La Radio Juive

Découvrir les bienfaits du thym, la chronique du docteur Serge Rafal

Cette plante, originaire du bassin méditerranéen, donc très présente dans les garrigues du sud de la France, fait partie de la famille des lamiacées, qui comprend plus de 300 espèces de plantes aromatiques vivaces, riches en phénols (thymol, géraniol, linalol) et en HE. Elle sert chez les Egyptiens à embaumer les morts. Les Grecs l’introduisent dans certains de leurs plats (fromages, salades, viandes marinées) et dans l’eau du bain pour son odeur et parce qu’elle avait la réputation disait-on de stimuler le courage. Les Romains s’en servent pour la fabrication de cosmétiques. Les sorcières du Moyen-Âge la mélangent à la mandragore, la marjolaine, la myrte pour élaborer des philtres d’amour. Mais elle est surtout largement utilisée contre les grandes épidémies (lèpre, peste) pour ses propriétés anti-infectieuses, ORL (bouche, gorge, nez) et respiratoires. Le thym est en effet intéressant contre les aphtes, les caries, les gingivites, la mauvaise haleine. Il calme la toux et favorise l’expectoration, ce qui aide à dégager les bronches. Il stimule en outre l’immunité et calme les affections de la peau grâce à sa concentration en flavonoïdes, dont nous avons déjà évoqué dans cette rubrique le puissant pouvoir antioxydant.

Le thym contient en particulier un principe anxiolytique naturel, le carvacrol, qui permettrait aux angoissés de mieux s’endormir le soir. Il a également une action détoxifiante du foie, seul ou en association avec l’anis vert, la camomille, la mélisse, la menthe poivrée. Il contient de bonnes quantités de minéraux intéressants (calcium++, fer, magnésium++, Mn, potassium++), les vitamines C (160 mg mais pour 100g) et K. Mais ceci est toutefois à relativiser car les quantités consommées sont habituellement faibles.

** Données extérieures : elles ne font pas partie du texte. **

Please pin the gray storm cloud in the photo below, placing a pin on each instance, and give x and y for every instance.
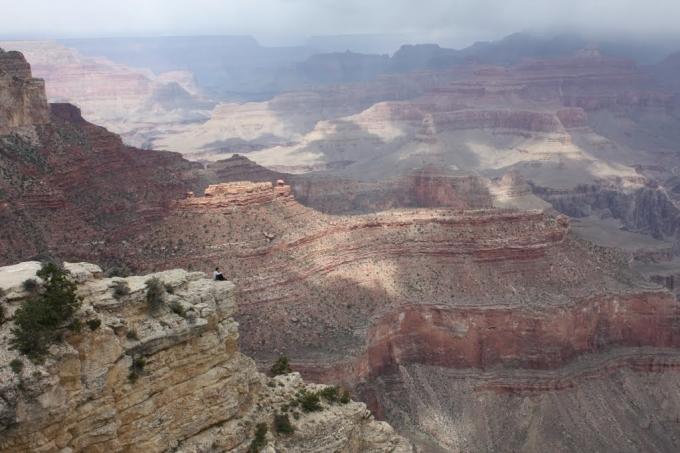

Comment l’utilise t-on ? Per os ou sur la peau : – Par voie interne pour lutter contre les maux hivernaux et soulager les troubles digestifs mineurs : 20 à 30 gouttes d’extrait fluide ou de TM, 2-3 fois par jour ou en tisane. 1 goutte d’HE de thym à linalol dans un peu de miel, 2-3 fois par jour ; – Par voie externe pour soulager certaines affections et pathologies cutanées : mycoses, piqures d’insectes, petites plaies. Ne jamais appliquer l’huile essentielle pure sur la peau car elle peut être irritante.

Des contre-indications : la femme enceinte et allaitante, l’enfant. Et comme il contient un peu de vitamine K, il faut être prudent chez les patients sous anticoagulants. Et attention chez les patients allergiques aux labiées et aux allergies croisées avec le bouleau et le céleri. Attention au choix des huiles essentielles de thym mais pas de problème lorsqu’on l’utilise sous forme de tisane.

On prend 250 ml d’eau qu’on fait bouillir. On ajoute 3 g de thym séché soit 2 c à café. On laisse infuser une 10aine de minutes, plutôt à couvert, pour ne pas laisser évaporer les huiles essentielles. On peut rajouter un peu de miel d’eucalyptus pour obtenir une synergie d’action respiratoire. On en boit 2-3 tasses par jour. On peut également l’utiliser en gargarismes en cas de mal de gorge. 

« Ce qu’on appelle eau bouillie à Tarascon, c’est qqs tranches de pain, noyées dans de l’eau chaude, avec une gousse d’ail, un peu de thym, un brin de laurier » écrit Alphonse Daudet dans « Tartarin de Tarascon ». Ca peut paraître suranné mais voilà une belle recette-santé dont je ne garantis pas la saveur mais qui peut être fort utile en période ou en début d’infection.